Photothermic-catalytic bifunctionality of boron-doped molybdenum disulfide nanosheets enabling simultaneous solar evaporation and antibiotic destruction

Exploiting efficient solar evaporators with photothermic-catalytic bifunctionality has been identified as a reliable strategy for alleviating pollutant enrichment when using organic wastewater as a water source to produce freshwater during solar evaporation. Herein, a new boron-doped molybdenum disulfide (B-MoS 2 ) is introduced as a photoabsorber and catalytic unit to create bifunctional solar evaporator, which demonstrates synergistic process of photothermal conversion and catalytic activation to achieve simultaneous freshwater production and antibiotic destruction in tetracycline (TC)-containing wastewater with peroxymonosulfate (PMS).

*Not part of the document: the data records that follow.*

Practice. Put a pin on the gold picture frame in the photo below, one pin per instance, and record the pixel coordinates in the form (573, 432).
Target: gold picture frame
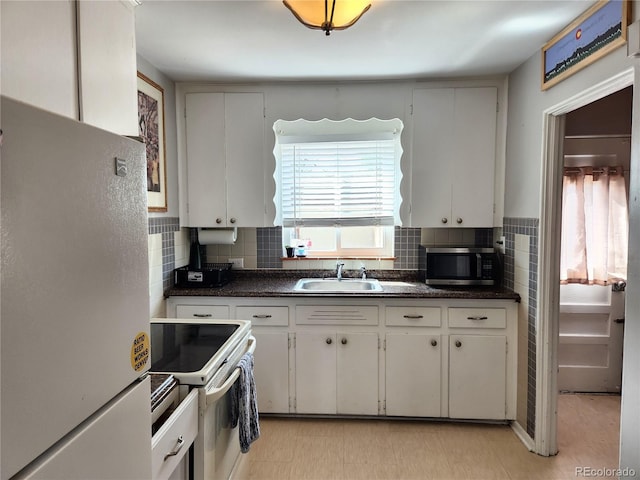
(597, 32)
(151, 129)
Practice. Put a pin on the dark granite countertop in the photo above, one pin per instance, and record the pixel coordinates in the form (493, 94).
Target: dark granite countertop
(395, 284)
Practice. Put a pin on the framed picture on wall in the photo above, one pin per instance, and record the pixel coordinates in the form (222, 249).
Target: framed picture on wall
(594, 34)
(151, 129)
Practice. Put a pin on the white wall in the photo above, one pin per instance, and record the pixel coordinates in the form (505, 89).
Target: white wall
(336, 101)
(524, 129)
(522, 198)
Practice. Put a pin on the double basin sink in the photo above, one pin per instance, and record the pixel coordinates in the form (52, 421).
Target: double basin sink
(337, 285)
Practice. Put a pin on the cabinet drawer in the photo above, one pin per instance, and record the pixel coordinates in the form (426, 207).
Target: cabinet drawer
(275, 316)
(336, 315)
(477, 318)
(182, 424)
(413, 316)
(203, 311)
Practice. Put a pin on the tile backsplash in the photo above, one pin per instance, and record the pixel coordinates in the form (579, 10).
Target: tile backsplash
(262, 248)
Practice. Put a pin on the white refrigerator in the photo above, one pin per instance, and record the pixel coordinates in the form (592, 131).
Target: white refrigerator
(74, 305)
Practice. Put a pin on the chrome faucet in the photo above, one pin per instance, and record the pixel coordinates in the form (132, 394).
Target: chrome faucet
(339, 272)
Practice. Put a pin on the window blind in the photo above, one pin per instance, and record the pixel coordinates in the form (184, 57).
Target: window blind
(342, 183)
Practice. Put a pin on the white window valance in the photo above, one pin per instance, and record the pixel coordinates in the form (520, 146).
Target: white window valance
(344, 173)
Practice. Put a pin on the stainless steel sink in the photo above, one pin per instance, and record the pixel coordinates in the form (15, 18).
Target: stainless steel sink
(334, 285)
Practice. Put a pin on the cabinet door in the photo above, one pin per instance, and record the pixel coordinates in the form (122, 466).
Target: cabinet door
(244, 137)
(431, 169)
(357, 375)
(113, 24)
(413, 363)
(477, 376)
(316, 373)
(473, 161)
(206, 197)
(271, 371)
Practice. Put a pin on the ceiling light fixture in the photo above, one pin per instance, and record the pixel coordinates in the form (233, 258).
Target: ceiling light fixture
(327, 15)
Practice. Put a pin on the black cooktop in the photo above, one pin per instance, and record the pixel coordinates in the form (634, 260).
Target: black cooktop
(186, 347)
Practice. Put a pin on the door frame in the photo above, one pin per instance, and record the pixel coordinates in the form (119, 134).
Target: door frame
(547, 333)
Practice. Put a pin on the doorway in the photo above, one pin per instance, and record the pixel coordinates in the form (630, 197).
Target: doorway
(548, 325)
(597, 157)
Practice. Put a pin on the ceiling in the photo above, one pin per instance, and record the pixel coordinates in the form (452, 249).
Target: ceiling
(250, 41)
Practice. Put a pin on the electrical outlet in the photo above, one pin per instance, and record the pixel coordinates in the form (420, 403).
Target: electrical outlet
(237, 262)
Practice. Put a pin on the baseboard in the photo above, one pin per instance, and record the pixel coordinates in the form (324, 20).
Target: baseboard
(524, 437)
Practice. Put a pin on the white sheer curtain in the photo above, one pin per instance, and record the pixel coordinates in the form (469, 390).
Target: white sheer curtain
(594, 226)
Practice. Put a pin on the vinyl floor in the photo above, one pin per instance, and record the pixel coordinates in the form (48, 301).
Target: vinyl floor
(294, 448)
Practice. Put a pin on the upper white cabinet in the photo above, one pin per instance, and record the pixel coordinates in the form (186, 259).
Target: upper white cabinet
(77, 59)
(107, 66)
(224, 160)
(454, 154)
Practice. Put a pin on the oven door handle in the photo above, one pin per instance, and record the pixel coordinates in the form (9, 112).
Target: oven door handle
(214, 394)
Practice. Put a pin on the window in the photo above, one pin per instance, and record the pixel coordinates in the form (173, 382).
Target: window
(594, 226)
(338, 185)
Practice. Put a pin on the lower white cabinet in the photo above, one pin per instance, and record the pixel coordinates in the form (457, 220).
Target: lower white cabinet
(271, 371)
(413, 374)
(451, 358)
(477, 376)
(337, 373)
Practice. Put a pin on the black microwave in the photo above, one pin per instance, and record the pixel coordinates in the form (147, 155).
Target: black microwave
(459, 266)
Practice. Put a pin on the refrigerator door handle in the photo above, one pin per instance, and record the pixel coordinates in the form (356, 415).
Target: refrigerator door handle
(177, 448)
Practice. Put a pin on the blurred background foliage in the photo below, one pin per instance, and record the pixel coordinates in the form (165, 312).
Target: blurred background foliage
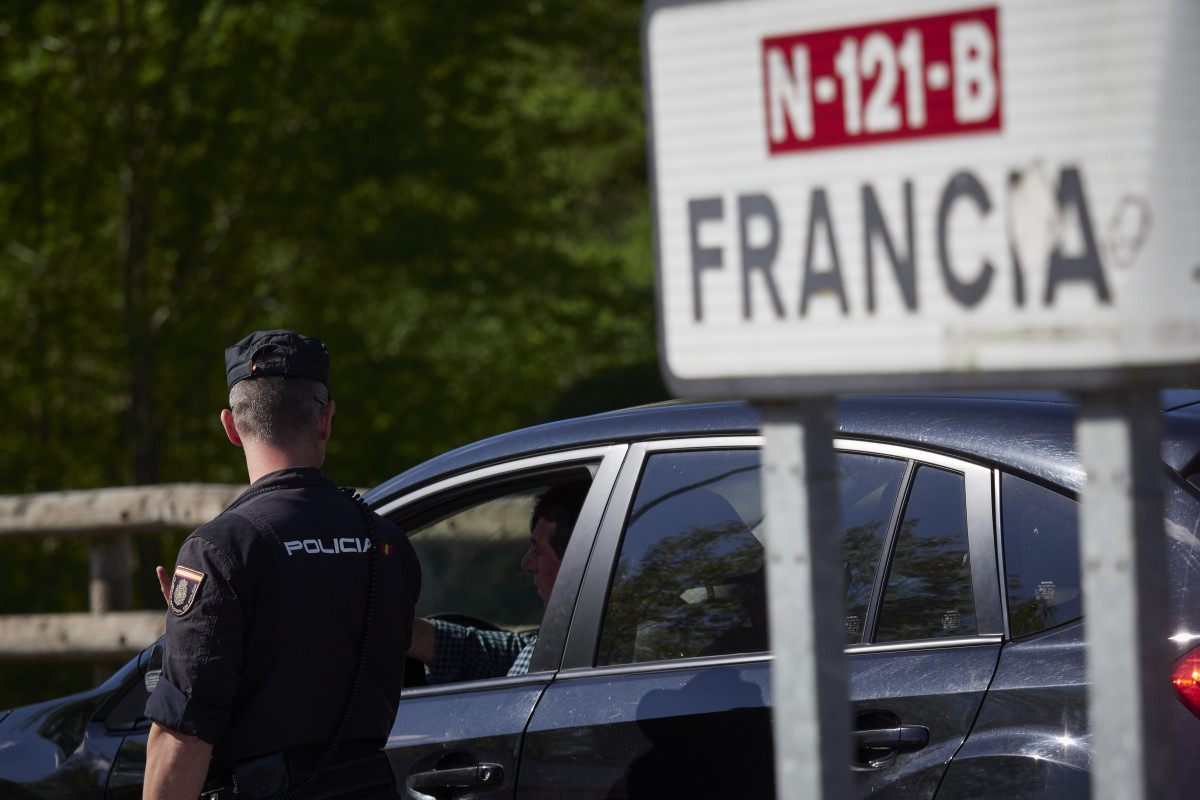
(451, 194)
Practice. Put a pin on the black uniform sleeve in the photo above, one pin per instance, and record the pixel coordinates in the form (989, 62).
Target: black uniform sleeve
(203, 654)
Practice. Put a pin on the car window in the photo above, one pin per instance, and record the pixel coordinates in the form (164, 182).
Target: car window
(868, 486)
(471, 560)
(690, 573)
(928, 591)
(1041, 535)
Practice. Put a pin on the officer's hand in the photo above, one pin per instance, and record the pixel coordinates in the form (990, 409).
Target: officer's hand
(163, 582)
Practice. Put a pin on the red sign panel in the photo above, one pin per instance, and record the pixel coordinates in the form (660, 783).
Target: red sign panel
(901, 79)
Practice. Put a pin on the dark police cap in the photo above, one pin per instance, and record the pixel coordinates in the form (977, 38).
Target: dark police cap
(276, 353)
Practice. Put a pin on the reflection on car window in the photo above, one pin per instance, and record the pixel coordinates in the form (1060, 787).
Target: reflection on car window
(1041, 537)
(868, 486)
(929, 590)
(690, 576)
(471, 561)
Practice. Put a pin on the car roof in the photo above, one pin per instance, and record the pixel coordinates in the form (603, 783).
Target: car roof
(1026, 432)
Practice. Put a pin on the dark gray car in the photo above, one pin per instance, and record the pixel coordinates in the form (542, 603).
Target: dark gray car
(651, 678)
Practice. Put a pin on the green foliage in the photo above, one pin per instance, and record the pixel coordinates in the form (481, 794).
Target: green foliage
(451, 194)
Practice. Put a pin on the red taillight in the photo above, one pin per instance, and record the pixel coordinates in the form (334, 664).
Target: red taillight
(1186, 678)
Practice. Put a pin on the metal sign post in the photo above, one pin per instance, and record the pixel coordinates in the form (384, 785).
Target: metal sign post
(809, 672)
(1123, 558)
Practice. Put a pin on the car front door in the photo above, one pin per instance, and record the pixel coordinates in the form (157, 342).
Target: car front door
(665, 686)
(461, 738)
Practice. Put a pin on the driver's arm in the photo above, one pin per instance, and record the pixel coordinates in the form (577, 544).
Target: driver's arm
(423, 641)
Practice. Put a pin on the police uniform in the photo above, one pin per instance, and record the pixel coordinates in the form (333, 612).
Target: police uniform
(267, 613)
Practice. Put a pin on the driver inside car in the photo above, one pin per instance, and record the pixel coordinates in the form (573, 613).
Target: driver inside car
(455, 653)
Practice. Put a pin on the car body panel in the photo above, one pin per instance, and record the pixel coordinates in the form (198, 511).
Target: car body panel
(1006, 716)
(462, 726)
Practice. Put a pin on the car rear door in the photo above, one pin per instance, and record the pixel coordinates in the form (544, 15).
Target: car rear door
(665, 689)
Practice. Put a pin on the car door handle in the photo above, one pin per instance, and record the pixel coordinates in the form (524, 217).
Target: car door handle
(463, 777)
(901, 739)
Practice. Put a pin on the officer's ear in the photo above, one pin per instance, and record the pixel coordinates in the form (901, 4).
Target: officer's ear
(231, 428)
(325, 420)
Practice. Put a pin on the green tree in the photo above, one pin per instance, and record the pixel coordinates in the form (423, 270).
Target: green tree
(451, 194)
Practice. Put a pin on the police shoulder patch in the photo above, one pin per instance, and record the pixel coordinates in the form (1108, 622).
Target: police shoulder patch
(184, 589)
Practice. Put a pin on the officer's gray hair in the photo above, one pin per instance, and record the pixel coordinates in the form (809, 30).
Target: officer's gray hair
(277, 410)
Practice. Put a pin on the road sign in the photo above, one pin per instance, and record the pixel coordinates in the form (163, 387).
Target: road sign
(867, 196)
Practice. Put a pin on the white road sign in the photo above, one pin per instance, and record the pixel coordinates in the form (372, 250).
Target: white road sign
(864, 196)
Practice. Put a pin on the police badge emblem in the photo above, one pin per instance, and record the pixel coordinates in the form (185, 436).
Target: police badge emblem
(184, 588)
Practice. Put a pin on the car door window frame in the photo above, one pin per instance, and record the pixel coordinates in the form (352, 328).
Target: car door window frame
(587, 623)
(604, 462)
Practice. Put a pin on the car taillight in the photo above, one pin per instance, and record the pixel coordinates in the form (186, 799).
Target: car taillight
(1186, 678)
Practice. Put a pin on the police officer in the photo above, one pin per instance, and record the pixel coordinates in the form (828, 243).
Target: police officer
(289, 613)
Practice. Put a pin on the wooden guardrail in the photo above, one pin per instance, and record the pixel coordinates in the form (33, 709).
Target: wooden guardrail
(109, 518)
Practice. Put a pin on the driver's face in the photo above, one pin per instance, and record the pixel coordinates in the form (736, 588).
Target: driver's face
(541, 561)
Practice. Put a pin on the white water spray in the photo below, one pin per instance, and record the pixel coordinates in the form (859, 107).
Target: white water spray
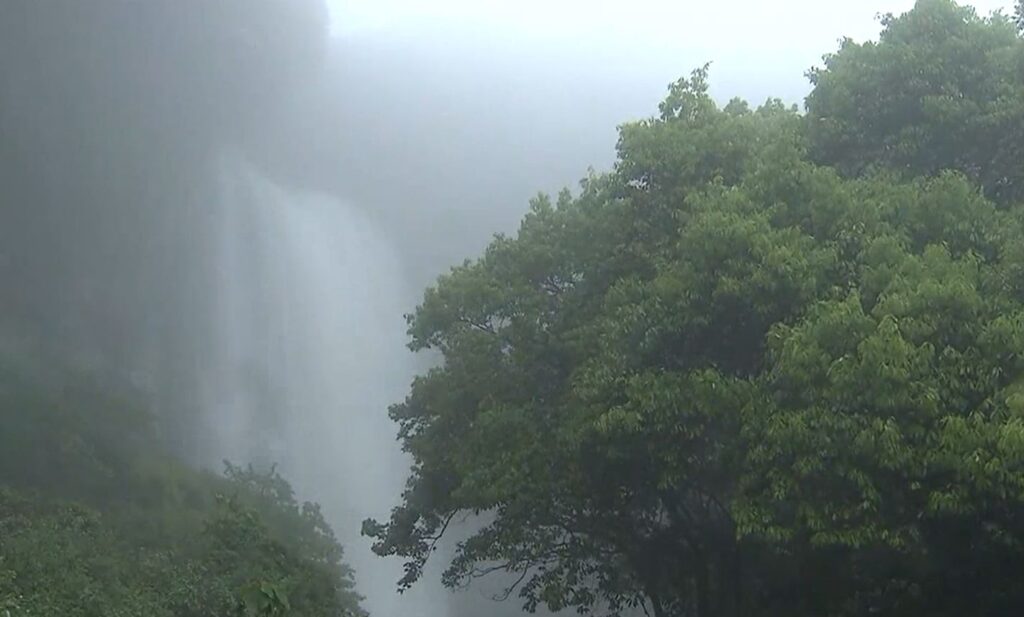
(310, 351)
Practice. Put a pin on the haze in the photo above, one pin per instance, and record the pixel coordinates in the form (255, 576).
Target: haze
(218, 220)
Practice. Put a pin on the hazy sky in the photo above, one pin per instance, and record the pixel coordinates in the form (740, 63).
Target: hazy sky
(754, 44)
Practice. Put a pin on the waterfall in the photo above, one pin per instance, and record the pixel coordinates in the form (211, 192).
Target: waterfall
(308, 353)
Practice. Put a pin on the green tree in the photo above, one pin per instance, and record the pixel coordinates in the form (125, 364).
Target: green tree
(724, 380)
(942, 89)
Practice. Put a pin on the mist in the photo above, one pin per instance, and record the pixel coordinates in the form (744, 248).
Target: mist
(227, 208)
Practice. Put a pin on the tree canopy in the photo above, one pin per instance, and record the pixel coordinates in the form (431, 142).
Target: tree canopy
(94, 521)
(769, 364)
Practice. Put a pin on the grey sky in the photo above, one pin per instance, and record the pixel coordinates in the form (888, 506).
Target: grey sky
(753, 43)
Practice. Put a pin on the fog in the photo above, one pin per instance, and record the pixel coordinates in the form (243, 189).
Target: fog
(229, 206)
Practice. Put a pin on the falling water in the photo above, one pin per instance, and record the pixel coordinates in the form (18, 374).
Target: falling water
(310, 351)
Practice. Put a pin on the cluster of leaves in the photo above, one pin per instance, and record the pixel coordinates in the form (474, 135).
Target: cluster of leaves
(94, 523)
(771, 364)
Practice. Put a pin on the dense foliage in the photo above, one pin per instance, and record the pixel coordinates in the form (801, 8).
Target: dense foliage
(771, 364)
(94, 524)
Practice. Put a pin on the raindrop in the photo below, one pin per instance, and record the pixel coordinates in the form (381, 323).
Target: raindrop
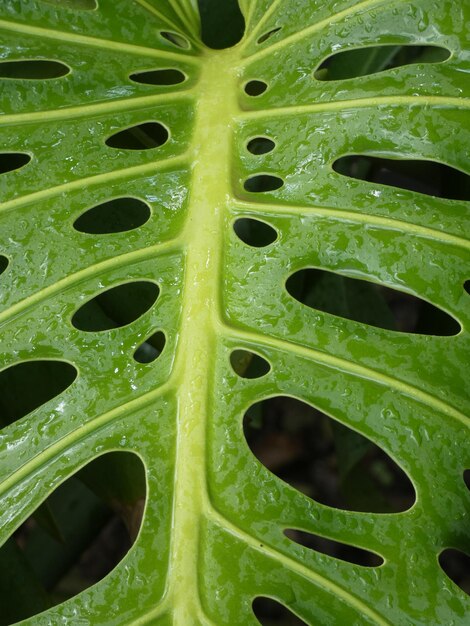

The B-MoS 2 evaporator displays a superior evaporation rate of ∼ 2.31 kg·m −2 ·h −1 and a high degradation efficiency of 80.7 % within one hour for TC solution under 1-sun irradiation. The combined radical/nonradical pathways are found to dominate the TC degradation, and efficient detoxification is realized over the PMS-coupled B-MoS 2 evaporator. This work provides new avenues to produce freshwater from wastewater sources with the alleviated pollutant enrichment during solar evaporation.